YOU might once have driven past and caught a glimpse of a talented kid striking balls at St Paul Apostle Tennis Club.
That same kid played in front of thousands of spectators at this year’s Australian Open, and is considered a frontline act of Generation Next.
Former Endeavour Hills resident Omar Jasika, Nick Kyrgios’ brother from another mother, is on the fast track to greatness – having claimed his maiden grand slam main draw victory last Monday.
The 18-year-old wildcard’s 6-4, 3-6, 6-0, 6-4 defeat of world No.76 Illya Marchenko earned him a shot at 2008 Australian Open runner-up Jo-Wilfried Tsonga.
Jasika’s singles fortnight ended there – under lights on Margaret Court Arena, no less – but he was back on Thursday to partner Kyrgios in the doubles.
“Nick is like my big brother. I’ve known him for a while now and we’re pretty tight,” Jasika told the News.
“He’s stayed at my house, I’ve stayed at his house before, and we train together and tell each other our deepest secrets. It’s good to have a friendship like that.
“We grew up together and have our own inside jokes … Nick’s something special now; he’s playing some good tennis and he’ll always back me up when he can.”
Jasika has fond memories of his days training at St Paul Apostle, the same tennis club that propelled one-time wheelchair tennis No.1 Daniela Di Toro to fame.
“There’s one court on the side and I used to train there. It was fun. I had the court by myself and it felt like you could do your own thing and train,” he said.
“We just liked the area and we were closer to my grandma and I was able to train. I’ve got a bit better since those days.”
Jasika is intent on returning to the Australian Open as a top-100 player, but said improving his physicality and dealing better with the mental toll of long stints on the road were the keys to that.
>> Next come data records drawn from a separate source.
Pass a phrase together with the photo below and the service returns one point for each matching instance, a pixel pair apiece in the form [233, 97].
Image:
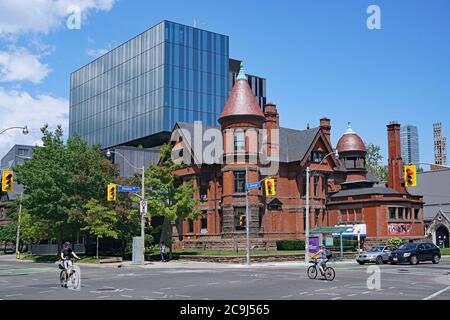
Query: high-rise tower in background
[440, 145]
[409, 139]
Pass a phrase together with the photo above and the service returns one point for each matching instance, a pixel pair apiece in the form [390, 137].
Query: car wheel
[435, 259]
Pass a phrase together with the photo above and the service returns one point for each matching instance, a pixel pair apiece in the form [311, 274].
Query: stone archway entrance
[442, 237]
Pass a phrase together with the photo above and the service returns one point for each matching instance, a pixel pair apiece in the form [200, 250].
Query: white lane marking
[436, 294]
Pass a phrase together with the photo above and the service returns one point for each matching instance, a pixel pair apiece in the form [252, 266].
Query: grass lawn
[232, 253]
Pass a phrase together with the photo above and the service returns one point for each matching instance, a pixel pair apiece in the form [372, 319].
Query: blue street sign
[128, 189]
[254, 185]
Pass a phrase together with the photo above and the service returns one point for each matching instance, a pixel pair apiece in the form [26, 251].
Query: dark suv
[415, 252]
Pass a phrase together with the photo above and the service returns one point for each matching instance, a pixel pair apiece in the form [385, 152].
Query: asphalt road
[185, 281]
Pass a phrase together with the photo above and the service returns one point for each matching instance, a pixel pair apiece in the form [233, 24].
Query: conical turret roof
[242, 101]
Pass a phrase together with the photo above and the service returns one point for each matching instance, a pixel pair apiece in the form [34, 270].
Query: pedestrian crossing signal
[112, 192]
[270, 187]
[7, 180]
[410, 176]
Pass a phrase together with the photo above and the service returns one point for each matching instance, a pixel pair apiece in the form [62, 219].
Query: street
[201, 281]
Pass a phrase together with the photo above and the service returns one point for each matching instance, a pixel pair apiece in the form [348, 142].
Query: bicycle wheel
[62, 281]
[312, 272]
[329, 274]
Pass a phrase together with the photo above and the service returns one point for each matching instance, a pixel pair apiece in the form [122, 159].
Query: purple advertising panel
[314, 243]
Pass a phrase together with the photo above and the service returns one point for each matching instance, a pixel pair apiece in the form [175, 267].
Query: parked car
[416, 252]
[378, 255]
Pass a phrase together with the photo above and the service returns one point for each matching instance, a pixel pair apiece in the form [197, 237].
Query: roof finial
[241, 75]
[349, 129]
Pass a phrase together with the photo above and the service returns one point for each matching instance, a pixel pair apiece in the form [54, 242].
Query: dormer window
[239, 141]
[316, 156]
The 2014 US Open junior singles and doubles champion will move inside the top 300 in the men’s rankings this month.
“It was definitely the best week of my life and I can’t wait to come back next year – it’s my favourite slam,” Jasika said.
“The crowd just made me smile. Every day I couldn’t wait to wake up to play in front of a huge crowd. It was fun, and definitely worth it.”